Once we crested the first ridge and looked down over the Fish Hoek valley, with Noordhoek beach and Slangkop lighthouse on the far right, the wind took on a fresher aspect, but rain still didn’t look imminent. Masses of leucadendrons showed off their Spring growth in displays that clothe the Peninsula in shades of palest green and golden yellow, bringing a freshness to the sometimes drab fynbos vegetation and demonstrating what a good rainy season can produce. The air was filled with the croaks and even songs of a multitude of frogs, a sound that was sadly missing during the drought years, and proved that the mountains are indeed giant sponges that hold Life in their soil, letting enough leach out and sustain the abundant floral kingdom while keeping most in reserve for the hard years. Streams and waterfalls trickled melodiously down old and new watercourses, their destination the dam far below and eventually the warm waters of False Bay.

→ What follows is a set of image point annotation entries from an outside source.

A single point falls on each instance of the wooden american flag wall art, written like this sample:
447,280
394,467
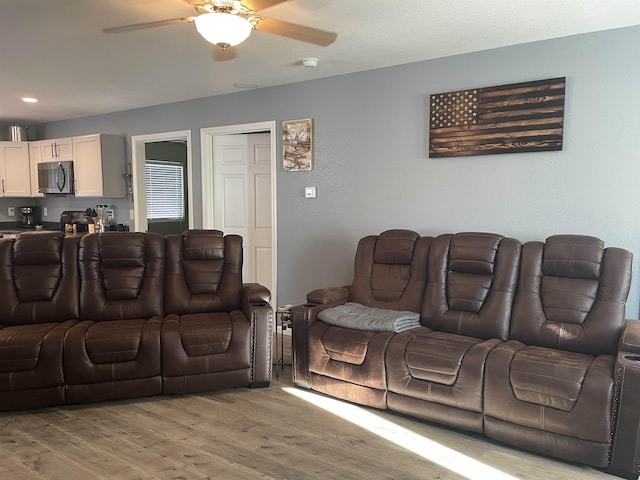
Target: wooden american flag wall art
520,117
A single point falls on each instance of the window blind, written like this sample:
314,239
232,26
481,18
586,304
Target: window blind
165,190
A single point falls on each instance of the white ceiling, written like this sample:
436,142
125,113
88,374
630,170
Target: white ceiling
55,50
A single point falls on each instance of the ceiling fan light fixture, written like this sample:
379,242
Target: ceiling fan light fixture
223,29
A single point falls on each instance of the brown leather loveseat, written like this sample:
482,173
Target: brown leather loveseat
525,343
118,315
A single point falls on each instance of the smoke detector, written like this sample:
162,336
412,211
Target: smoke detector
310,62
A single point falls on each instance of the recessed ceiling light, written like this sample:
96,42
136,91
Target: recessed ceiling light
246,85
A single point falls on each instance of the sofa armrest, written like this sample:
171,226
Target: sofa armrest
630,339
323,296
302,317
625,445
255,304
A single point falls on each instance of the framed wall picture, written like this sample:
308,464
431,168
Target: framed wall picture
297,145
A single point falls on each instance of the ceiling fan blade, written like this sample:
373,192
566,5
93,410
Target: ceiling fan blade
296,32
225,55
140,26
257,5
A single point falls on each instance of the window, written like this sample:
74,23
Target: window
165,191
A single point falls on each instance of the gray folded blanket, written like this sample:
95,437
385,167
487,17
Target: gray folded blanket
360,317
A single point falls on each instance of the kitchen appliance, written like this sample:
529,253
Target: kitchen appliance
55,177
30,216
78,218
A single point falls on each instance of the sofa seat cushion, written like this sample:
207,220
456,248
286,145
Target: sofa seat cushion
204,343
111,351
437,367
354,356
114,342
437,357
550,390
548,377
205,334
31,355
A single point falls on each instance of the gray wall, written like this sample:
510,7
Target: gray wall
372,173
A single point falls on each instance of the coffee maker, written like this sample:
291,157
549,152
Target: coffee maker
30,216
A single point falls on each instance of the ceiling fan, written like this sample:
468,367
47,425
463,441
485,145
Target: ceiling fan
226,23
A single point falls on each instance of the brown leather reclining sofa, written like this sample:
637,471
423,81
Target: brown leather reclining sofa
118,315
526,343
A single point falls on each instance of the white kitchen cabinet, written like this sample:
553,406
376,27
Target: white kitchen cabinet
35,157
15,169
99,165
57,150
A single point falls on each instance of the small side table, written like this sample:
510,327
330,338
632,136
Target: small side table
283,321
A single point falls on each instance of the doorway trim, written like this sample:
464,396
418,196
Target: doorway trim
137,168
207,161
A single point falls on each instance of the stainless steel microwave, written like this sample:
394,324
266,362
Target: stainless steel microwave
55,177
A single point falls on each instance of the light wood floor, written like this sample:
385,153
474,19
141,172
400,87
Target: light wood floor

A small detour to the Noordhoek Lookout, where we looked out on Noordhoek, drew our attention to gathering clouds further south over Simon’s Town, and it wasn’t long before there was a curtain of rain obscuring most of that area. It looked as though we had scoffed too much, and as we toiled ever onwards and upwards, our eyes scanned the slopes for rocky outcrops that might shelter us from the approaching inclement weather. There were none. We picked up the pace, glancing back often to gauge the timing of the first drops. Raingear was donned and still we were ahead. As we scrambled up the last 100m to the peak, large drops splattered on our backs. But positive thinking won the day, and despite a minor wetting, the whole cloud system passed to the right of us! Admittedly a few of the drops resembled sleet rather than rain, and an icy wind was threatening to blow hats and lighter garments out to sea, but nonetheless, we had outrun it.
In the time it took to unscrew the lid of the coffee flask, the rain was on the other side of the valley and we passed a pleasant half hour quietly freezing and scanning the bay for whales, while thinking how incredibly lucky we were to be up there in the elements rather than in an office somewhere. There is something quite exhilarating about buffeting wind and rain!
The jeep track took us back down to the dam in a long and winding descent, with a wind chill factor that froze the tips of my fingers. The masks at last proved their worth as protection against a frozen face! In the distance, fresh clouds gathered, and again fate was in our favour. The first heavy drops lashed my windscreen as I closed the car door. Another marvellous mountain morning.